Düşünün

Öyle bir cemiyet ki kimse ifadelerin gizemini bilmiyor, konuşamıyor ve hiç de susmuyor hiçlik zırvalarıyla.

Tüm bu huysuz, koca insanlar birbirlerinden olabildiğinde uzakta, duvardaki saate gömülü şekilde saniyelerle dost oluyor.

Günlerini yaşlı bir teyzenin buruşmuş göz kapaklarını açıp kapatması kadar hızlı, yorgun yürüyüşü kadar da yavaş geçirenler kendilerinden de yaşamın ellerine verdiklerinden de bihaber.

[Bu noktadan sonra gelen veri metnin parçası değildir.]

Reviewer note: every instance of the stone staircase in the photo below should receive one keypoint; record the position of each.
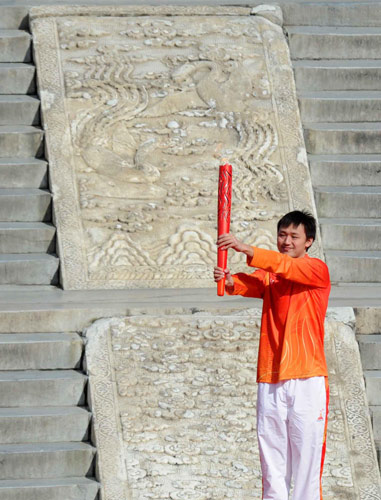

Öylece süzülüyorlar boşlukta görmeden, bilmeden, anlamadan ve en önemlisi hissetmeden.

Düşünün ki bu insanlar için tek önemli olan ruhlarının rengi kadar sivri ayakkabılarının rengi olsun.

Düşünün ki zihinlerinde rugan ayakkabılarını en iyi nasıl parlatabileceklerinden başka bir şey olmasın.

Düşünmek zor, epey zor.

Dilerdik ki bu koca insanların elleri bir kez olsun açılmamaktan tozlanmış pencerelerinin tozuna bulansın.